Zelas chooses to tell Minnie’s story with a wide variety of voices: Minnie, the defence lawyer, the policeman, witnesses, even the infamous hat box where Minnie hid the baby who died on a train from a laudanum overdose. (Hatboxes became known as ‘Minnie Deans’ and subsequently went out of fashion.) These imaginative voices bring the story to life, and give a contemporary perspective to a time when being an unmarried mother brought shame and ruin to many. One letter to the paper says, ‘it would be far better / for the country if there was state punishment / for the crime of illegitimacy of such a nature / that both sexes would remember it with fear / to the end of their lives.’ Missing from the story are the voices of the babies who died. That imaginative rendering of what we cannot know would have taken the story to a deeper level.

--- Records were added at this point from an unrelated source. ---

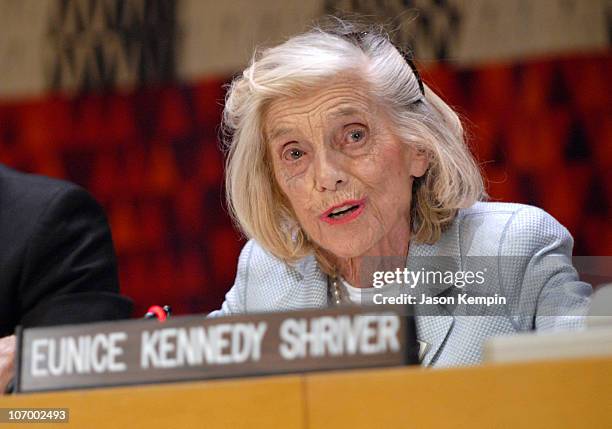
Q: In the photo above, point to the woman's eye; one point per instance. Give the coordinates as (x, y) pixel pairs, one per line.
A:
(355, 136)
(293, 154)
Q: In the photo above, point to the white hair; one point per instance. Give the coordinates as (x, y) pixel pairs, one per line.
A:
(308, 60)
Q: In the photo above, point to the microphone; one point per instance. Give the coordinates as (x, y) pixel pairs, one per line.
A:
(159, 313)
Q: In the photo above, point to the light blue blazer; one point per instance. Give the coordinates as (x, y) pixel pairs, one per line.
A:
(541, 285)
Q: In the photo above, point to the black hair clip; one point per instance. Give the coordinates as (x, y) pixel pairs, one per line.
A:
(358, 36)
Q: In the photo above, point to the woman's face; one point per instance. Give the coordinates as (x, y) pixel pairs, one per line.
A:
(344, 172)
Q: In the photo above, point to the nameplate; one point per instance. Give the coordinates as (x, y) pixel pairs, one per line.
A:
(193, 347)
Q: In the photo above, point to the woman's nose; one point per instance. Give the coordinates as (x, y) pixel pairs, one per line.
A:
(329, 174)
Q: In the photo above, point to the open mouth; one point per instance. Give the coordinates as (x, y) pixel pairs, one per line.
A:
(344, 212)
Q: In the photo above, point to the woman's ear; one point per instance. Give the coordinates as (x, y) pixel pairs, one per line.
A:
(419, 162)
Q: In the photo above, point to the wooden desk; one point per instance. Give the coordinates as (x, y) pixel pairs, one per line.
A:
(561, 394)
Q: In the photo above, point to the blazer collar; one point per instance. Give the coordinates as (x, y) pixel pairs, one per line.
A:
(434, 324)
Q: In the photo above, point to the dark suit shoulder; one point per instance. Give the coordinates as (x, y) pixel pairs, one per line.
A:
(30, 193)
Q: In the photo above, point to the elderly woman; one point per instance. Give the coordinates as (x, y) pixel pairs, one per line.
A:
(341, 162)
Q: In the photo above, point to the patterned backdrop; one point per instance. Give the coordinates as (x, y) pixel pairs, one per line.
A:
(541, 130)
(116, 108)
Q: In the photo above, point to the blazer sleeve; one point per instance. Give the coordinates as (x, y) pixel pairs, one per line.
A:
(550, 295)
(235, 298)
(70, 272)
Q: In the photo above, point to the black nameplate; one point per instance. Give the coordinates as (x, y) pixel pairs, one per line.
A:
(192, 347)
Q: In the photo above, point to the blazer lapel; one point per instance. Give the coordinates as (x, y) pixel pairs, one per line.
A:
(434, 322)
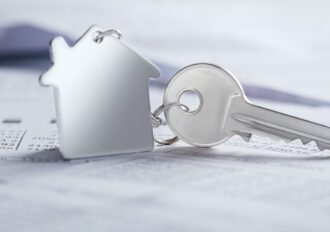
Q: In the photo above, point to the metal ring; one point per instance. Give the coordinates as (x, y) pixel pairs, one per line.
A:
(114, 33)
(155, 117)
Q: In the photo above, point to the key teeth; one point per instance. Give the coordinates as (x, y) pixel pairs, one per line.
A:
(245, 136)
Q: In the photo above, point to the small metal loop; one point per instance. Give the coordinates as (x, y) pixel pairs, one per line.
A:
(100, 35)
(158, 121)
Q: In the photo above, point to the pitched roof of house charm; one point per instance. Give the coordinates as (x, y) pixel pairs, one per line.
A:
(101, 95)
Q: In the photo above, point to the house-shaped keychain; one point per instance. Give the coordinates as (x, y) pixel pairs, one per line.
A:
(101, 95)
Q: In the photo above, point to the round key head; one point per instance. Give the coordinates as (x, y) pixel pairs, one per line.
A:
(213, 87)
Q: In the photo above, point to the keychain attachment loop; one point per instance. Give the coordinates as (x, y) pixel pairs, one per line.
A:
(157, 121)
(101, 34)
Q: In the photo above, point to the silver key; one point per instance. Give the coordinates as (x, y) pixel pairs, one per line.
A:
(225, 111)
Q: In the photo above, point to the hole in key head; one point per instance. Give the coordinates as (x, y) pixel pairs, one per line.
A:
(191, 101)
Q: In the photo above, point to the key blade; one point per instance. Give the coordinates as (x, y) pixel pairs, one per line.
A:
(245, 117)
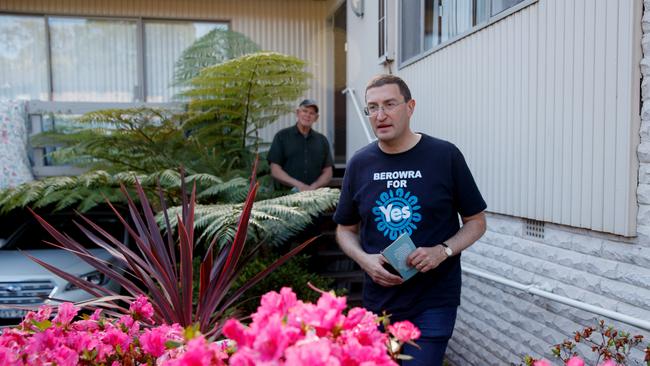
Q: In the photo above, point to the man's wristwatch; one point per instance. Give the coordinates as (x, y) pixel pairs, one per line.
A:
(447, 249)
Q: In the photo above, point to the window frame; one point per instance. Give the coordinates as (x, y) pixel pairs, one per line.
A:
(491, 19)
(141, 91)
(382, 27)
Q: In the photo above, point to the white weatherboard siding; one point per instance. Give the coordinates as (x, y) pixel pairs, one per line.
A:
(544, 104)
(498, 325)
(294, 27)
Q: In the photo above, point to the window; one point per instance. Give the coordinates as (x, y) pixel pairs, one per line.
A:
(426, 24)
(23, 58)
(92, 59)
(164, 42)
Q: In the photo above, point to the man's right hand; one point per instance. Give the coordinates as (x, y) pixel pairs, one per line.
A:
(373, 265)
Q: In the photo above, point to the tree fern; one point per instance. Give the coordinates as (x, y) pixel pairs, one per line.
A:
(213, 48)
(272, 221)
(90, 189)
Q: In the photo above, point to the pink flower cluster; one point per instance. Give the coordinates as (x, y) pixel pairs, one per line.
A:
(91, 340)
(287, 331)
(284, 331)
(573, 361)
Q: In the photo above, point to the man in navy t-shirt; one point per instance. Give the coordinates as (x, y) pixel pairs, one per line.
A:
(411, 183)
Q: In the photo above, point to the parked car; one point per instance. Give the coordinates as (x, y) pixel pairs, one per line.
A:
(25, 282)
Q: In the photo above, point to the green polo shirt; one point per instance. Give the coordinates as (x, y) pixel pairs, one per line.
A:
(302, 157)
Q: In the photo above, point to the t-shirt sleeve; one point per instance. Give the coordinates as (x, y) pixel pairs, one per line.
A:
(347, 211)
(328, 154)
(466, 194)
(275, 154)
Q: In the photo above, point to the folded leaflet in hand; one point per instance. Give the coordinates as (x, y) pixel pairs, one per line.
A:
(396, 254)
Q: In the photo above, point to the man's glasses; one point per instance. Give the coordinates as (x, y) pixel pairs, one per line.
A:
(373, 109)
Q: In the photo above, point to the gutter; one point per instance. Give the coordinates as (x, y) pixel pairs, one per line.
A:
(362, 119)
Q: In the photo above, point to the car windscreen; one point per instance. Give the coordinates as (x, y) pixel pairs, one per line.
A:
(31, 235)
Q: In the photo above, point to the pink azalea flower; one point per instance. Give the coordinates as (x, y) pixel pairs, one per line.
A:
(316, 353)
(115, 337)
(197, 353)
(153, 341)
(64, 356)
(8, 357)
(404, 331)
(575, 361)
(141, 308)
(271, 340)
(96, 314)
(236, 331)
(542, 362)
(67, 312)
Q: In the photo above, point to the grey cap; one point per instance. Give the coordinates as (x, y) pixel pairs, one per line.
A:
(309, 103)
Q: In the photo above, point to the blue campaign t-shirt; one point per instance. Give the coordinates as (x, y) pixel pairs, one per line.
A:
(420, 191)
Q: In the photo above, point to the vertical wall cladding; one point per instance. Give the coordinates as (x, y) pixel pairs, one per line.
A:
(498, 325)
(544, 104)
(295, 27)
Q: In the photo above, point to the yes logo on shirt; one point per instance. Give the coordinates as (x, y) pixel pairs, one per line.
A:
(396, 213)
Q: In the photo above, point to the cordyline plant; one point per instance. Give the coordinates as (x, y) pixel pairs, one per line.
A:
(163, 266)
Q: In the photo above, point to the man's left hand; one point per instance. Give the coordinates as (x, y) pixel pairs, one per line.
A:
(426, 258)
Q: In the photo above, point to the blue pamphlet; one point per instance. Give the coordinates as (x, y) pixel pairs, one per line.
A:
(396, 254)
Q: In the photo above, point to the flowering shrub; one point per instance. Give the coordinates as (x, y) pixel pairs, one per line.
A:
(284, 330)
(612, 347)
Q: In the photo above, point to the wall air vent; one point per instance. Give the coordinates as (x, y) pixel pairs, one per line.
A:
(534, 229)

It is no small feat to condense a historical story like this, from the origins of Minnie’s life in Greenock, Scotland, a town beset with disease where infant mortality was familiar, to a Virtual Intertemporal Appeal Tribune in the 21st century where Zelas (retired psychiatrist and psychotherapist) interviews witnesses and takes the facts into account. The trickier part is to render the story in poetry. Some found poems – for instance the letter above, and a reduction of an editorial in the Southland Times from 24 June 1985 – don’t quite work. The lines are clunky: ‘for years this woman has been receiving / the offspring of moral guilt & when / all money that could be obtained / on their account was secured …’ However, they do record the sentiments of the time.
Verse biography or memoir has to negotiate between historical facts and imagination, between prose and poetry. It is not uncommon for reviewers to critique amalgams for being too prosy. In The Trials of Minnie Dean the story appears to be privileged over the language: that is, few lines are lyrical or quotable. But if one takes this book as a whole, it is easy to admire the economy and compression with which Zelas reveals Minnie Dean and her times. Mākaro Press is to be congratulated for the beautiful book design and the terrific typesetting, which add a further perspective.
DIANE BROWN runs Creative Writing Dunedin. She is the author of Before The Divorce We Go to Disneyland, Learning to Lie Together, If the Tongue Fits, Eight Stages of Grace, Liars and Lovers, Here Comes Another Vital Moment and Taking My Mother to the Opera.